Warga menggunakan hak pilih di TPS yang menggunakan bus untuk bilik suara pada Pemilihan Kepala Daerah (Pilkada) Solo di Tempat Pemungutan Suara (TPS) 7 Tegalmulyo, Nusukan, Banjarsari, Solo, Jawa Tengah, Rabu (9/12). Kelompok Penyelenggara Pemungutan Suara (KPPS) Tegalmulyo memanfaatkan bus pariwisata sebagai bilik suara untuk menarik minat warga setempat berpartisipasi dan menggunakan hak pilih pada pilkada serentak di Solo. ANTARA FOTO/Maulana Surya/ama/15.

Palu, Aktual.com – Dr Darwis, pengamat politik dan dosen FISIP Untad menyinggung menurunnya tingkat partisipasi masyarakat dalam menyuarakan hak pilihnya. Menurut dia, hal itu lebih pada persoalan individu figur.

Selain itu kata dia, juga adanya kejenuhan masyarakat, karena yang selalu tampil adalah figure yang sama, tidak ada sirkulasi poitik yang melahirkan seorang pemimpin yang betul-betul ingin berjuang dan memiliki sifat negarawan.

Oleh karena itu, partai dan elit politik kita perlu mengintropeksi diri bahwa sebaiknya perlu membangun etika politik yang semakin bagus, ini juga berkaitan dengan system pengkaderan di tingkat partai.

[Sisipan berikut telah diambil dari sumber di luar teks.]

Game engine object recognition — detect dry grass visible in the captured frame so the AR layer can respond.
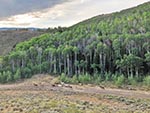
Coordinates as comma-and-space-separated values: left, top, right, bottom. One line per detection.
0, 30, 44, 55
0, 75, 150, 113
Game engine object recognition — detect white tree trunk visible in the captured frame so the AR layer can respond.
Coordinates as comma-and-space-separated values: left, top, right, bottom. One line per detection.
67, 54, 70, 76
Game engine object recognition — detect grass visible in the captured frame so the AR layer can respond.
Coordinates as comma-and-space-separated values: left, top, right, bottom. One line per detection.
114, 75, 125, 87
0, 74, 150, 113
59, 73, 98, 84
59, 73, 150, 90
0, 92, 109, 113
143, 76, 150, 86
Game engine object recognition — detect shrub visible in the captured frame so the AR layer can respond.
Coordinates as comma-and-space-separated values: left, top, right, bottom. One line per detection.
112, 74, 118, 82
71, 75, 78, 84
115, 75, 125, 87
0, 71, 7, 83
128, 77, 137, 86
93, 73, 102, 84
32, 65, 40, 75
104, 72, 112, 81
21, 67, 32, 78
6, 71, 12, 82
0, 72, 3, 83
41, 62, 49, 73
14, 69, 21, 81
59, 73, 71, 83
78, 73, 91, 84
143, 76, 150, 86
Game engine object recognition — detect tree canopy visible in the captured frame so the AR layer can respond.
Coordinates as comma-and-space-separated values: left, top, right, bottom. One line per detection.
1, 2, 150, 83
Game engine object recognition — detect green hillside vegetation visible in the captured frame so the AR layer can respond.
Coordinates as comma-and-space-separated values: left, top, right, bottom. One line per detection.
1, 2, 150, 85
0, 27, 66, 56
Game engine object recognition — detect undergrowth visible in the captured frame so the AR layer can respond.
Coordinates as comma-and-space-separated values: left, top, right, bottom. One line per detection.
59, 73, 150, 88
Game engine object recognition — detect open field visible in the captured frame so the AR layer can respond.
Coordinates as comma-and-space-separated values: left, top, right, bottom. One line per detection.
0, 75, 150, 113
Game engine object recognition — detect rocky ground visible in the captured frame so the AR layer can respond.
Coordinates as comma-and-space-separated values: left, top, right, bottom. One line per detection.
0, 75, 150, 113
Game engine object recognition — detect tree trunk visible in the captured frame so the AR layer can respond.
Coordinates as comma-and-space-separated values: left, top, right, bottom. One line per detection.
54, 56, 57, 74
90, 51, 92, 64
130, 67, 133, 78
21, 58, 24, 68
67, 54, 70, 76
99, 54, 103, 74
103, 54, 106, 74
64, 56, 66, 75
70, 55, 73, 76
59, 53, 61, 74
85, 55, 88, 73
75, 52, 78, 75
127, 68, 130, 77
93, 49, 96, 63
49, 54, 53, 73
135, 67, 138, 78
78, 65, 81, 75
11, 59, 15, 72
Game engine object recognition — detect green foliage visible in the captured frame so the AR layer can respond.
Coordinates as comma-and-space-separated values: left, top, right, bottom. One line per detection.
1, 71, 7, 83
93, 74, 103, 84
14, 69, 21, 81
145, 52, 150, 66
6, 71, 12, 82
21, 67, 32, 78
41, 62, 49, 73
0, 72, 3, 83
60, 73, 100, 84
32, 65, 40, 75
59, 73, 72, 83
0, 71, 12, 83
143, 76, 150, 86
127, 77, 137, 86
104, 72, 112, 81
1, 2, 150, 85
71, 75, 79, 84
115, 75, 125, 87
78, 74, 91, 84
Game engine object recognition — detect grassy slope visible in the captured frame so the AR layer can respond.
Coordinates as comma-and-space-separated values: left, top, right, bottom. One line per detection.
0, 30, 44, 56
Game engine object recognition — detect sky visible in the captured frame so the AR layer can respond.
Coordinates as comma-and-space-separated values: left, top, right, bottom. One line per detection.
0, 0, 149, 28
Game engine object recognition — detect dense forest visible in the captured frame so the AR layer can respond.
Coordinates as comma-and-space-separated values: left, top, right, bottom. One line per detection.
0, 2, 150, 84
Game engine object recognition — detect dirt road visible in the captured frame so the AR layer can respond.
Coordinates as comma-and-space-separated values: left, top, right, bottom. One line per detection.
0, 75, 150, 113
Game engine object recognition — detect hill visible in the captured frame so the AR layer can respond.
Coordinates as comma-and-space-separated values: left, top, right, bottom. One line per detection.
0, 30, 45, 55
1, 1, 150, 84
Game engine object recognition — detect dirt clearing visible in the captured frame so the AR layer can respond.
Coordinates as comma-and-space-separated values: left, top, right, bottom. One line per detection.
0, 74, 150, 113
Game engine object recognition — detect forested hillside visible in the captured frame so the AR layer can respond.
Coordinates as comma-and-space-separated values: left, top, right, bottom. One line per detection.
1, 2, 150, 84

“Saya kira kaderisasi sangat penting, namun etika politiklah yang paling penting. Elit politik yang bercokol di partai harus merekonstruksi kembali etika politik itu mencari figur yang memang layak dijual dan bermoral, menjunjung tinggi etika politik tanpa melihat ada uang atau tidak. Partai harus legowo mencari figur yang mengakar tanpa melihat adanya ‘Mahar’,” katanya, Selasa (15/12).

Sistem mahar itulah kata dia yang menggerus kualitas demokrasi. Ada orang yang memiliki ketokohan tapi tidak miliki uang, maka tidak dipilih.

Selanjutnya, bagaimana melahirkan sistem desentralisasi politik, tidak mesti DPP partai di tingkat pusat yang menentukan calon siapa saja yang diusung. Karena yang ada saat ini siapa yang bermitra menjadi kewenangan DPP untuk menentukan, hanya karena persoalan mahar politik itu.

“Ini juga yang membuat masyakat kecewa dan menurunkan partisipasi itu, juga membuat konflik internal partai di tingkat bawah,” katanya.

Intinya kata dia, kurangnya partsipasi adalah sebuah sikap politik masyarakat itu sendiri.

“Dan kita tidak bisa menyalahkan masyarakat, justru ini menjadi instrospeksi pemerintah, elit politik kita harus betul-betul menggerus politik pragmatis yang notabene melahirkan politik transaksional dan melahirkan pemimpin yang tidak amanah,” imbuhnya.